The writer of short biographies, Izaac Walton, in his life of the once-celebrated Bishop Sanderson, describes an incident involving a young inexperienced preacher whom Richard Kilby heard whilst traveling with Bishop Robert Sanderson . The young clergyman was in effect criticizing from the pulpit the inferior scholarship of the new King James translation. Isaac Walton, author of The Complete Angler, tells it in his own words.

I must here stop my reader, and tell him that this Dr. Kilby . . . was to ride a journey into Derbyshire, and took Mr.
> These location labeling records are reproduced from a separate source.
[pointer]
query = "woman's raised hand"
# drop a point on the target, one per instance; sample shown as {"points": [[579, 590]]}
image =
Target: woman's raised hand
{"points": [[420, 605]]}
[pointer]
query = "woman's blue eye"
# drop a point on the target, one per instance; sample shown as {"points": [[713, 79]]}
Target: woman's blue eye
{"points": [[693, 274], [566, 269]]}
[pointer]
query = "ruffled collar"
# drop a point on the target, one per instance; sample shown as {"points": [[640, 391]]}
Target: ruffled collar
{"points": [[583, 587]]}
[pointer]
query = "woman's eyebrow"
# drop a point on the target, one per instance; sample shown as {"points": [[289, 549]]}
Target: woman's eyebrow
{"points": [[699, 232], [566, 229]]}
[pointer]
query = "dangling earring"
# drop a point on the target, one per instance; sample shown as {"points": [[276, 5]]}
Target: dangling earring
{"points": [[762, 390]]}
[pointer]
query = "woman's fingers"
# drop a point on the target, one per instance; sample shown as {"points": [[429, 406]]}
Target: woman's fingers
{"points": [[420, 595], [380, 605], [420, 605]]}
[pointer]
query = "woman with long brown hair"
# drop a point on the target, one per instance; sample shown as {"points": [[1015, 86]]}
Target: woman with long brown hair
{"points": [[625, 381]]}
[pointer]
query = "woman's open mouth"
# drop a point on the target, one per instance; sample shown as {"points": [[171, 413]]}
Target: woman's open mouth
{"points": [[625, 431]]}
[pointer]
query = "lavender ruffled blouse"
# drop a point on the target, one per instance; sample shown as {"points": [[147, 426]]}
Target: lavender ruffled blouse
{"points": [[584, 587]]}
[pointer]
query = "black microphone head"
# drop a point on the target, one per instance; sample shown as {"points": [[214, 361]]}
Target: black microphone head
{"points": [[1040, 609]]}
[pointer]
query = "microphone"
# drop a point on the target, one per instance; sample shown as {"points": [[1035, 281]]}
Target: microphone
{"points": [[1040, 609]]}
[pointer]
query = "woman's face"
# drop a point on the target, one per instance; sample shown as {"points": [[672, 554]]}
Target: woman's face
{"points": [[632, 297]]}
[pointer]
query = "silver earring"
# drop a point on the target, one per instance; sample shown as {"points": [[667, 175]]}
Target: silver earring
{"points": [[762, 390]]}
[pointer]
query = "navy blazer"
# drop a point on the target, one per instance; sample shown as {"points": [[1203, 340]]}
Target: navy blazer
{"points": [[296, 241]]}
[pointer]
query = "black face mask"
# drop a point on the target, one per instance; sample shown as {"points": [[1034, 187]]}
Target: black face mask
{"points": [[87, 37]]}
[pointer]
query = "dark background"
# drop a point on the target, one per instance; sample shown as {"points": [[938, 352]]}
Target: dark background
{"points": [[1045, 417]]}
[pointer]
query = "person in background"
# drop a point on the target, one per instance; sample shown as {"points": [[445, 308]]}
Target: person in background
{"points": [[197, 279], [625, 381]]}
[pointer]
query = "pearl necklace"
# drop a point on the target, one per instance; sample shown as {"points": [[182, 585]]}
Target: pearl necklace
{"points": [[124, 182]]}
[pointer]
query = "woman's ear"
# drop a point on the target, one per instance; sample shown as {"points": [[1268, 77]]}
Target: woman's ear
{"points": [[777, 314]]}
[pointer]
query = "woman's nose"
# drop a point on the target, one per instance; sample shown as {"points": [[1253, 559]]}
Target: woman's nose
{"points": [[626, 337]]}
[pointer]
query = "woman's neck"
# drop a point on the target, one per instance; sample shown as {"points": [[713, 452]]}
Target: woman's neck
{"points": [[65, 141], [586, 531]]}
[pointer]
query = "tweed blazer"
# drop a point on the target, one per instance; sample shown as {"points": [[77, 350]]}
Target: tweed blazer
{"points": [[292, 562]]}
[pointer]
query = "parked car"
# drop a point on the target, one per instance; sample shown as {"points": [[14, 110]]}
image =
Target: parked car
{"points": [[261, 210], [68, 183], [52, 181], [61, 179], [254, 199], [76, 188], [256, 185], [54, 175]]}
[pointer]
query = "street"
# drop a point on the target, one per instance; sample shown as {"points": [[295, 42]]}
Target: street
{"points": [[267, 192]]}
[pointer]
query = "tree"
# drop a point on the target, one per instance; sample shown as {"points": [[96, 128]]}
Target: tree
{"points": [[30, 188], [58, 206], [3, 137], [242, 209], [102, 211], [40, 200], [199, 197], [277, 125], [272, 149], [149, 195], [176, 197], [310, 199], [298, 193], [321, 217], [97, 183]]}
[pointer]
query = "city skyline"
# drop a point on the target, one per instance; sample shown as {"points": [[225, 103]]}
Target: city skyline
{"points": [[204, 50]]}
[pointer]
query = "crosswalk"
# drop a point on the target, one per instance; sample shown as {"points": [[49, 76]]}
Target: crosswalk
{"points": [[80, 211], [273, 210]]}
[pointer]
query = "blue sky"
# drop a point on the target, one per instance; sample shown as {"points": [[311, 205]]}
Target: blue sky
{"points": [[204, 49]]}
Sanderson to bear him company; and they, resting on a Sunday with the Doctor’s friend, and going together to that parish church where they then were, found the young preacher to have no more discretion, than to waste a great part of the hour allotted for his sermon in exceptions against the late translation of several words . . . . [He] shewed three reasons why a particular word should have been otherwise translated. When evening prayer was ended . . . the Doctor told him, he might have preached more useful doctrine, and [as for] that word for which he offered . . . three reasons why it ought to have been translated as he said, he and others had considered all of them, . . . . And the preacher was so ingenuous [as] to say, ‘He would not justify himself.' McClure
In fact, Kilby told the young man that, not only that they had considered his proposed reading, but thirteen others as well; only then had they decided on the rendering they gave in their translation!

Kilby left a large and valuable collection of books to Lincoln College. These comprised Hebrew volumes, commentaries on the Pentateuch, as well as dictionaries and Bibles. He died in 1620 and was buried in the chancel of All Saints' Church, Oxford.

(1) Wilson, David. (2004) Oxford Dictionary of National Biography Authorized Version of the Bible, translators of the.